Single Dogs "is the Chinese term of endearment for a single person this question you find guests from the single large party of thousands of people in order to give special care.
Input formats:
given input of the first line of a positive integer N (≤ 50 000), is the number of known couple / partner; then N rows, each row is given a couple / partner - for convenience, each number corresponding to an ID, of 5 digits (from 00000 to 99999), separated by a space between ID; given after a positive integer M (≤ 10 000), the total number of people at the party; then the M line gives guests the ID, separated by a space no title guarantee or bigamy. foot boats.
Output Format:
First, the single output line of a first total number of guests; followed by a second line ID is incremented by the order listed in the single guests. With a space between the partition ID, and last row may not have extra space.
Sample input:
. 3
11111 22222
33333 44444
55555 66666
. 7
55555 444,441,000,088,888 222,221,111,123,333
Output Sample:
. 5
10000 23333 444,445,555,588,888
Ideas: first with the hash table index husband put his wife, who put her husband subscript.

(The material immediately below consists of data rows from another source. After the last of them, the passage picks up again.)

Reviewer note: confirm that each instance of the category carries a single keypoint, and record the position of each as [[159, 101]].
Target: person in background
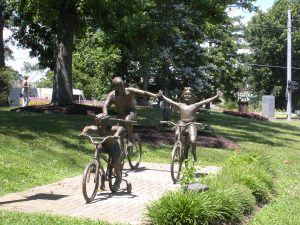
[[25, 90]]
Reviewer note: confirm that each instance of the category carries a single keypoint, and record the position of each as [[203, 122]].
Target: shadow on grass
[[263, 132]]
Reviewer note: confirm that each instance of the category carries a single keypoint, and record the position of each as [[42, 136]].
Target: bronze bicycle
[[180, 149]]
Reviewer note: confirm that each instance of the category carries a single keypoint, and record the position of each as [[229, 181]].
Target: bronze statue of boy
[[112, 147], [188, 111], [124, 101]]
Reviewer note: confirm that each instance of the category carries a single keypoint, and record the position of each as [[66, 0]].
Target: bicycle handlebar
[[98, 140], [121, 120], [179, 125]]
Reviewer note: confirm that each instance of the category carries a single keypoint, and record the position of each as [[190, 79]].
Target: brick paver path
[[149, 182]]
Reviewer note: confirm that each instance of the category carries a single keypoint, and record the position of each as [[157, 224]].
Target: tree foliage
[[159, 41], [94, 64]]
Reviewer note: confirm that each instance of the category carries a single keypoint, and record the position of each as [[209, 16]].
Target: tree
[[7, 78], [267, 38], [94, 64], [50, 33]]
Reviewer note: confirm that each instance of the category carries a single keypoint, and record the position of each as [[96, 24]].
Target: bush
[[244, 181], [213, 207]]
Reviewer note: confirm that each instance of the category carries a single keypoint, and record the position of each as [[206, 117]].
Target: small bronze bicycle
[[95, 173], [180, 149]]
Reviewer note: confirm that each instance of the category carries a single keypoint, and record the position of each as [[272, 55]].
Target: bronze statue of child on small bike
[[188, 111], [112, 146]]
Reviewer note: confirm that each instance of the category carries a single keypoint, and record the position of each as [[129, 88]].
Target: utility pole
[[289, 65]]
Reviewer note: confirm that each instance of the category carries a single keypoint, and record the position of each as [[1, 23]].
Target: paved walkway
[[65, 197], [149, 182]]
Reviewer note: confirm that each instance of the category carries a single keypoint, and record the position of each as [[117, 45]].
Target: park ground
[[39, 149]]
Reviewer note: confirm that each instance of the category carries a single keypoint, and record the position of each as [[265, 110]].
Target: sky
[[22, 55]]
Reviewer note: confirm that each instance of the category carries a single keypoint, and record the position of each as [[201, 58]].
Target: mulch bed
[[153, 135]]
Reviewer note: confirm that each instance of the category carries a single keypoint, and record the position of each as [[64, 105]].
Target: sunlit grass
[[38, 149]]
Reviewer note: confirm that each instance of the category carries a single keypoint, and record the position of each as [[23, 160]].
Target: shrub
[[244, 181], [213, 207]]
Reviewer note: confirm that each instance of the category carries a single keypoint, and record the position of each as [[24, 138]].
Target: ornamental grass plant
[[246, 180]]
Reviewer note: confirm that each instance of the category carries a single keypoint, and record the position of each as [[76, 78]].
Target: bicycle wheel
[[135, 152], [90, 181], [176, 162]]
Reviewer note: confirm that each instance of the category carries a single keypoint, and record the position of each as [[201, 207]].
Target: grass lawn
[[38, 149]]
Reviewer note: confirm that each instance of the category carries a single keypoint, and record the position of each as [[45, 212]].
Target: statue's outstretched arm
[[170, 101], [86, 129], [198, 104], [141, 92]]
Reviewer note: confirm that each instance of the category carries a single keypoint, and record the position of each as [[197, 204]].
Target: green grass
[[38, 149], [20, 218]]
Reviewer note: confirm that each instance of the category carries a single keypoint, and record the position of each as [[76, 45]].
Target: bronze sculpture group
[[124, 101]]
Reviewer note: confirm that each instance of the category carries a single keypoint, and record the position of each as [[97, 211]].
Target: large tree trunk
[[62, 87], [2, 55]]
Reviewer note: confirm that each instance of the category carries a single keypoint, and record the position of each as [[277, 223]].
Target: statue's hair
[[102, 120], [188, 89], [117, 80]]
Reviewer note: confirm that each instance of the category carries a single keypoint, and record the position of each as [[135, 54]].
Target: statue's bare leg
[[193, 139], [129, 128]]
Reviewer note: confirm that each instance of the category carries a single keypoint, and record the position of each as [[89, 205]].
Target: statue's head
[[103, 121], [188, 95], [118, 84]]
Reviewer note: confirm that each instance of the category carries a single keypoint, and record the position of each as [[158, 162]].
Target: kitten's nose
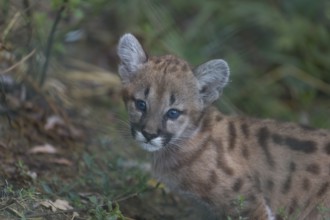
[[149, 136]]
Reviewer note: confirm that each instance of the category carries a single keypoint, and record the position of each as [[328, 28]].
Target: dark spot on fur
[[306, 184], [221, 162], [232, 135], [213, 177], [237, 185], [146, 92], [327, 148], [292, 167], [287, 184], [184, 68], [293, 206], [172, 99], [323, 189], [263, 137], [257, 182], [206, 124], [270, 185], [245, 152], [313, 169], [192, 157], [295, 144]]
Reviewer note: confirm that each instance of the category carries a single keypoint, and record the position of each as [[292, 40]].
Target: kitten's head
[[164, 96]]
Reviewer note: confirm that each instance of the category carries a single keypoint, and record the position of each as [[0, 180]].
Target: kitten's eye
[[141, 105], [173, 114]]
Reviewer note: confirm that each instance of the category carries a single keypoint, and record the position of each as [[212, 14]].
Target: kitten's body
[[241, 167]]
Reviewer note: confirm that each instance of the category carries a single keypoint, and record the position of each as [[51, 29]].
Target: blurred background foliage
[[278, 50]]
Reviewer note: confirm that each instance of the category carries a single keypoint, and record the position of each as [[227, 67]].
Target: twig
[[10, 26], [27, 9], [20, 62], [50, 42], [53, 213]]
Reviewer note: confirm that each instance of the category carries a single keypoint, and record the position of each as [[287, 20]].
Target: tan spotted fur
[[275, 170]]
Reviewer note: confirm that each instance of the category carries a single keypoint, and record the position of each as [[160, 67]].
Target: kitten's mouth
[[152, 145]]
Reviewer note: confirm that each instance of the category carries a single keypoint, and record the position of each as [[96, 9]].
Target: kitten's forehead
[[169, 64], [165, 77]]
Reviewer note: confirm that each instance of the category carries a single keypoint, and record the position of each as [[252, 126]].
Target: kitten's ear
[[132, 57], [212, 77]]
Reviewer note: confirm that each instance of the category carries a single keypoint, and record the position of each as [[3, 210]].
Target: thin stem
[[50, 42]]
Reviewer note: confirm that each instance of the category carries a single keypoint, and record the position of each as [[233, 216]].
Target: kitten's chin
[[150, 147]]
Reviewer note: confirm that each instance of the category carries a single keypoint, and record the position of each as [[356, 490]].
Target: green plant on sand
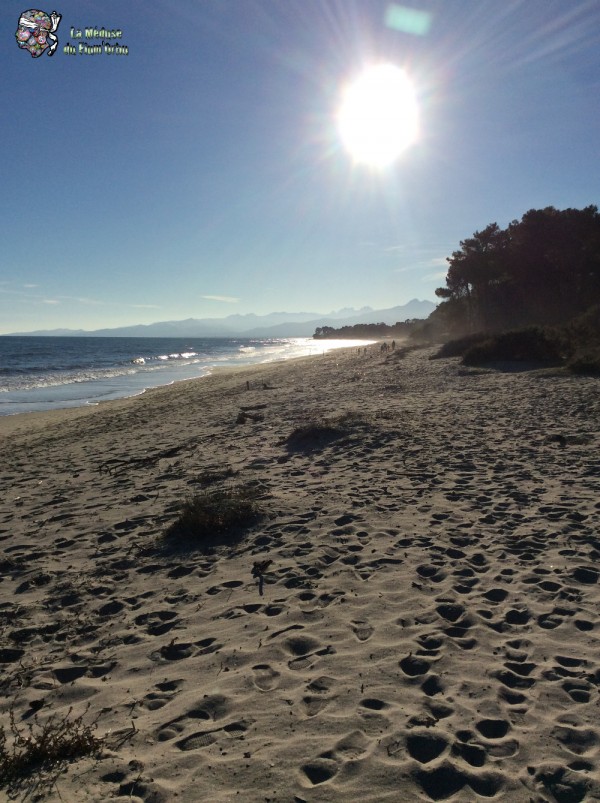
[[215, 516], [39, 752]]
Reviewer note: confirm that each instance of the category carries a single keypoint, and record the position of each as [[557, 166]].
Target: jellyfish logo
[[35, 32]]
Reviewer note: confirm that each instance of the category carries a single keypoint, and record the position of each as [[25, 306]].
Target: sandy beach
[[428, 624]]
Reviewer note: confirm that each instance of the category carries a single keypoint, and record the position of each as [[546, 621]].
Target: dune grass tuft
[[39, 751], [215, 516]]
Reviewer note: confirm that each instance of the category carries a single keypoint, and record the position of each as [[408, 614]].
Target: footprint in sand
[[265, 678], [361, 629]]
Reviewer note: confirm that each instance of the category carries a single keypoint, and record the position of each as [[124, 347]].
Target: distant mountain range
[[276, 324]]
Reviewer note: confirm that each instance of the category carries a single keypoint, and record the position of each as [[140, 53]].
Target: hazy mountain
[[275, 324]]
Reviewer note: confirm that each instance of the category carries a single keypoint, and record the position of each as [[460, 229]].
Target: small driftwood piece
[[258, 569]]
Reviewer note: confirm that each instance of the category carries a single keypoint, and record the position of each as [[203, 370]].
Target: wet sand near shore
[[427, 628]]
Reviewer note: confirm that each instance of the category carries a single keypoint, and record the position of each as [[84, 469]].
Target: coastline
[[428, 627]]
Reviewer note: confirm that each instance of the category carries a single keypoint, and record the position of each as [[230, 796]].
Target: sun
[[378, 116]]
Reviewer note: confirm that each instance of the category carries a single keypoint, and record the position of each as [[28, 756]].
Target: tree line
[[541, 270]]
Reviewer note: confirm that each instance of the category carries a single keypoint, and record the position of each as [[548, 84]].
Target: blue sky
[[203, 175]]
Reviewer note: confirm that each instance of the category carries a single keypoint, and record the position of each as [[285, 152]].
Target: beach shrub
[[532, 344], [215, 516], [317, 433], [40, 751], [584, 340]]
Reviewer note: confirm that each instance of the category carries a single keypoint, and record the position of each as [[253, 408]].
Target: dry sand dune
[[428, 627]]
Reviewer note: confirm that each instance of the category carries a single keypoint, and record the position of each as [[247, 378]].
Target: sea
[[48, 373]]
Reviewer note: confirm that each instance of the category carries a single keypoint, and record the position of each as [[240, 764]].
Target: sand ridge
[[428, 627]]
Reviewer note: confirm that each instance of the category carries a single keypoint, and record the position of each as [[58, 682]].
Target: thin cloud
[[226, 299]]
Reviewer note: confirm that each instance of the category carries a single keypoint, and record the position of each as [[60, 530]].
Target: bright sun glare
[[378, 116]]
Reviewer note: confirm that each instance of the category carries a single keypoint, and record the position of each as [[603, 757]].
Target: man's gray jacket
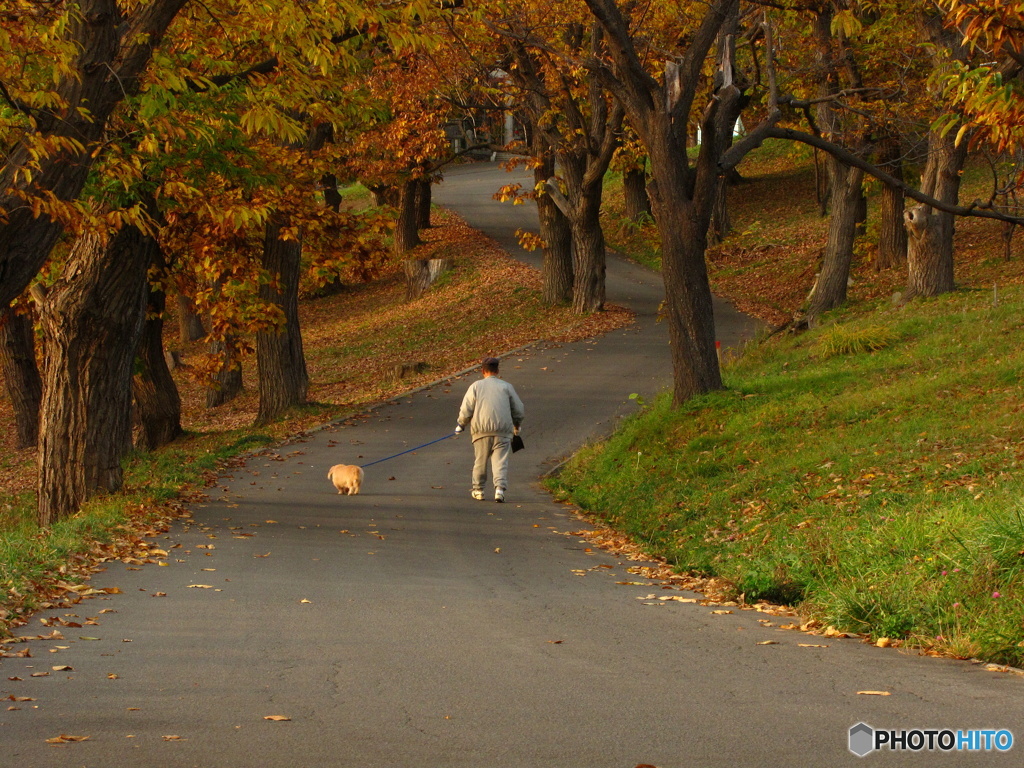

Because the questions asked will answer output in order, so I will be the party were all set into a container, then combined set of the find function and hash table, if not pair the couple in the set, they are placed in vector. Final output
Note that a pit: id number is from 00000 to 99999. A 0 before the number between 00000 to 10000 should be output, otherwise the penultimate test points can not pass, so here use printf to output.
#include <iostream>
#include <set>
#include <cstdio>
#include <vector>
using namespace std;
int main()
{
int hash[99999] = {0};
int pair = 0;
cin >> pair;
for (int i = 0; i < pair; i++)
{
int hus, wif;
cin >> hus >> wif;
hash[hus] = wif;
hash[wif] = hus;
}
set<int> st;
int num;
cin >> num;
for (int i = 0; i < num; i++)
{
int n;
cin >> n;
st.insert(n);
}
vector<int> vec;
for (set<int>::iterator it = st.begin(); it != st.end(); it++)
if (st.find(hash[*it]) == st.end()) //find()函数如果没找到,则返回end()所在迭代器
vec.push_back(*it);
printf("%d\n", vec.size());
for (int i = 0; i < vec.size(); i++)
{
if (i != 0) printf(" ");
printf("%05d", vec[i]); //注意使用printf
}
return 0;
}
Summary: The first to come up with their own reasons not pass the test point, a little excited!